Settings changed in popup/options → browser.storage.local.set()storage.onChanged fires in content.js:

  • CSS-only keys (rubySize, rubyGap, etc.): applyRubyCSS() + realignAllRubyWidths()
  • reverseRuby, readingType, unitType, readingRules, dictType: scheduleRebuild() → defers to rebuildFurigana() (hidden tabs wait until visible)

CSS Convention

Use logical properties (inset-block-start, margin-block-end, min-block-size, min-inline-size, margin-inline-end) instead of physical properties (top, margin-bottom, min-height, min-width, margin-right) for ruby-related CSS to support vertical writing modes.

Critical Constraints

  • Safari rt display: Do NOT set display: inline-block on <ruby> in normal mode. Safari's native display: ruby + display: ruby-text on rt breaks if overridden, making rt content invisible.
  • Memory in Swift extension: Safari extensions have ~6MB limit. NLTagger and CFStringTokenizer must run in separate autoreleasepool blocks — they share linguistic frameworks and interfere if alive simultaneously. tokenizeBatch wraps each text's tokenizeText in an additional autoreleasepool.
  • Token boundary mismatch: NLTagger and CFStringTokenizer tokenize differently. Phase 3 handles this with fallback strategies: exact UTF-16 match → sub-range concatenation → katakana conversion → individual getReading() fallback.
  • kuromoji split tokens: kuromoji tokenizes more finely than NLTagger (e.g., "1月" → ["1", "月"]).

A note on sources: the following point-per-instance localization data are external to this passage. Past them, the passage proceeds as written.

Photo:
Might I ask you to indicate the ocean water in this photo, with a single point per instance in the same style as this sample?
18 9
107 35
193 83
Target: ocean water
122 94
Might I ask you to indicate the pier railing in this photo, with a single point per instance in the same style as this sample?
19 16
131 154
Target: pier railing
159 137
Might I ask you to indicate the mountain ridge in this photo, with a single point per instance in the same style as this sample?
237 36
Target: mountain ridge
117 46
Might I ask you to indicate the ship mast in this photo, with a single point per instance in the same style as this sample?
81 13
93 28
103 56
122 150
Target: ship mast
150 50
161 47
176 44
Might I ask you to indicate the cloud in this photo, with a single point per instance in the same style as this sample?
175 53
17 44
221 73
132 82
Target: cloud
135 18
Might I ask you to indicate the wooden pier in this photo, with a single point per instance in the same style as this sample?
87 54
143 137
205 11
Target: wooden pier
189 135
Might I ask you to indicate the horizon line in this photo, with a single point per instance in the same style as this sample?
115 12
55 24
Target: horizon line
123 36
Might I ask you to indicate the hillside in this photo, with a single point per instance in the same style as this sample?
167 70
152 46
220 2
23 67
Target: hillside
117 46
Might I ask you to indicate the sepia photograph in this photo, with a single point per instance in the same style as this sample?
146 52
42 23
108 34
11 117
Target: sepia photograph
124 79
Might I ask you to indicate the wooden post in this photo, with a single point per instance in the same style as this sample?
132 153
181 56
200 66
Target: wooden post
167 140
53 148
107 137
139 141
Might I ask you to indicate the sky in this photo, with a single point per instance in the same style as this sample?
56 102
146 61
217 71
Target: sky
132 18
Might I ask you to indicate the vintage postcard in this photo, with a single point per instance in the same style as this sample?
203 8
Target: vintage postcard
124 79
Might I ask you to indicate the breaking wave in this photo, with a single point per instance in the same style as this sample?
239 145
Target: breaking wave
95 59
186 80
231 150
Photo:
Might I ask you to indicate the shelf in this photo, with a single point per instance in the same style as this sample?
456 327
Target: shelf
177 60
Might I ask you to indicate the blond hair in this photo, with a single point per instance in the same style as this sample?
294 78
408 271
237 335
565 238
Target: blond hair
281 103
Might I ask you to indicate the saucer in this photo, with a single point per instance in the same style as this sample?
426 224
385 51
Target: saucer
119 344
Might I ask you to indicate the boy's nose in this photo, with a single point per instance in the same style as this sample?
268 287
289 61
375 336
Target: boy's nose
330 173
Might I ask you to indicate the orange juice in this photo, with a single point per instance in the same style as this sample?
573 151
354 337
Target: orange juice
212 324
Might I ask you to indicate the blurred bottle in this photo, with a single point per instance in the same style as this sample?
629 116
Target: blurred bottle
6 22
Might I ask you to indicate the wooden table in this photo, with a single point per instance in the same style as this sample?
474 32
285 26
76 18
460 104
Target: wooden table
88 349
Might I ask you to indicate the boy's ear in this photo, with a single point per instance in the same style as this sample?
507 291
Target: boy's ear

ReadingRules includes split-token variants (gatsu-split, nichi-after-gatsu-split) to handle this.
  • Generation counter: furikanaGeneration increments on settings changes that require re-render. In-flight tokenization results check their generation against the current value and discard if stale.
  • Width alignment: getBoundingClientRect() is used instead of offsetWidth for ruby/rt width measurement, since offsetWidth is unreliable with display: ruby.
  • background.js lifecycle: persistent: false means Safari can terminate background.js after idle. isConnectionError() detects this and triggers retry with 2s wait instead of entering cooldown. sendBatchTokenize retries once on connection error.
  • Double-ruby prevention: getTextNodes() excludes text inside any <ruby> ancestor (including <rb>, <rt>) to avoid adding furigana to sites that already use ruby markup.
  • Background tab optimization: scheduleRebuild() defers ruby rebuild on hidden tabs via document.hidden + visibilitychange listener, preventing unnecessary processing across all open tabs when settings change.

Debugging

JS ファイルの構文チェック: node -c "furikana Extension/Resources/content.js" — Safari 上でスクリプトが読み込まれない場合、まずこれで SyntaxError を確認する。

Language

All user-facing text and code comments are in Japanese. Respond in Japanese.